The Experience
Tulus Lotrek sits on a quiet street in Tempelhof — not the first neighbourhood that comes to mind for Michelin dining, which is precisely its appeal. Ilona Scholl and Maximilian Strohe opened the restaurant as a personal project rather than a career statement, and that intention is visible in every decision: the space is warm and unintimidating, the service lacks the starched formality of Berlin's hotel dining rooms, and the cooking pursues its own logic rather than chasing contemporary trends.
The kitchen's cuisine defies the single-line description that restaurant marketing requires. There are French foundations — classical sauce work, careful butter and cream usage, patience with long-cooked things — but applied to German and European seasonal produce with genuine conviction about where the food should end up. A duck prepared over several days, arriving at the table with a lacquer that suggests Japanese influence but a sauce that could only come from a French brigade; a dessert built around German soft cheese and local honey that makes the French-German argument irrelevant.

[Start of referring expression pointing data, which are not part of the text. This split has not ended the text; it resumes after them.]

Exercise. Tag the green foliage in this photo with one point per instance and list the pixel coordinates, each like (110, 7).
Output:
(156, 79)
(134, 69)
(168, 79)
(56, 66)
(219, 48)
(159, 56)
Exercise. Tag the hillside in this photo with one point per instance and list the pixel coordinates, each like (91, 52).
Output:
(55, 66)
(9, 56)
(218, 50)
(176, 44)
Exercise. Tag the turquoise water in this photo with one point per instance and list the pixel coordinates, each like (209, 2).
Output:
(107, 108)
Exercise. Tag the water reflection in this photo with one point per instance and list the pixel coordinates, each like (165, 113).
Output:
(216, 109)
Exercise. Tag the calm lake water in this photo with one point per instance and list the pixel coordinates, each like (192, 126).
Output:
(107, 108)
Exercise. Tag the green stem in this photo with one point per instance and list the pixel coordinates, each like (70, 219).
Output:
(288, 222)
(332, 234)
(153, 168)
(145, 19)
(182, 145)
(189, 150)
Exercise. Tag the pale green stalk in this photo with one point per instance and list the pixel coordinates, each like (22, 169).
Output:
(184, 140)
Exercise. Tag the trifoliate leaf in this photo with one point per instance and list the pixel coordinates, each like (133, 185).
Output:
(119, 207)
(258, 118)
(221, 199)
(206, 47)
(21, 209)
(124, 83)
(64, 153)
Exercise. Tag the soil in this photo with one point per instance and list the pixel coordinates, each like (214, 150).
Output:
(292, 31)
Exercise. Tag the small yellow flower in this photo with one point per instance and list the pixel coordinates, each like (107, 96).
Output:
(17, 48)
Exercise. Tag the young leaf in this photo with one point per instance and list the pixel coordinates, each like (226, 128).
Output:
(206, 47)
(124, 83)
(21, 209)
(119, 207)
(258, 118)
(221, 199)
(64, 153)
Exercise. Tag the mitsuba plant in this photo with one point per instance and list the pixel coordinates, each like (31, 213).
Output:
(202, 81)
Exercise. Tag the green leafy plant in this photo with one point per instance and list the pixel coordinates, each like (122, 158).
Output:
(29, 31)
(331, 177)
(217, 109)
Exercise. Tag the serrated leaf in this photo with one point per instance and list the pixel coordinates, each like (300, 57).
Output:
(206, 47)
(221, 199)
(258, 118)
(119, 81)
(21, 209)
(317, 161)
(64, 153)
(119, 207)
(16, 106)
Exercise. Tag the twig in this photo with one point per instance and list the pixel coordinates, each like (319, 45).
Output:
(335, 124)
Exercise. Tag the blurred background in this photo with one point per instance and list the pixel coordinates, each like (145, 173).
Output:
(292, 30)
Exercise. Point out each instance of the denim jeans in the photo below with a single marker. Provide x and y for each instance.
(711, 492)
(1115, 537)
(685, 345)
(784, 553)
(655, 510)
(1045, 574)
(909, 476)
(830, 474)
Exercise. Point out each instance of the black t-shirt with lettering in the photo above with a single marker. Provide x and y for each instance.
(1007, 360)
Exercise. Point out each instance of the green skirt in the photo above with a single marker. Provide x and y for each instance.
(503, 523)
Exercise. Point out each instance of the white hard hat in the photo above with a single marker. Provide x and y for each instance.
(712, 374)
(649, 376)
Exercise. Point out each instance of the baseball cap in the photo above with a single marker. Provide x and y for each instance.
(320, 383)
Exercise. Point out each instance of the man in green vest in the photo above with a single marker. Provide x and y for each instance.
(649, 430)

The dining room seats around forty covers across a space that manages warmth without cosiness, sophistication without distance. The wine list is personal and slightly eccentric — heavy on natural producers and Loire Valley wines — with bottle pricing that reflects the restaurant's disposition toward being somewhere people can return rather than once-a-decade.
Tulus Lotrek earned its Michelin star in 2019 and has held it with the consistency of a kitchen that knows what it is doing and does not feel the need to announce it. For clients or guests who have already done the Hotel Adlon and want to show they know Berlin's less obvious dining landscape, this is the table that demonstrates genuine local knowledge.
Best Occasion: Impress Clients
Impressing clients in Berlin does not always require the most expensive room in the city. Sometimes it requires demonstrating that you know the city well enough to take someone to the restaurant that smart Berliners actually eat at. Tulus Lotrek provides the quality baseline of a Michelin establishment while delivering the warmth and informality that makes guests feel comfortable rather than evaluated.
What to Order
The tasting menu (five to seven courses) is the only format. Wine pairing is worth taking — the list is full of producers not available in standard wine shops, and the staff's enthusiasm for explaining them adds texture to the evening. The butter course, if it appears, is not a gimmick.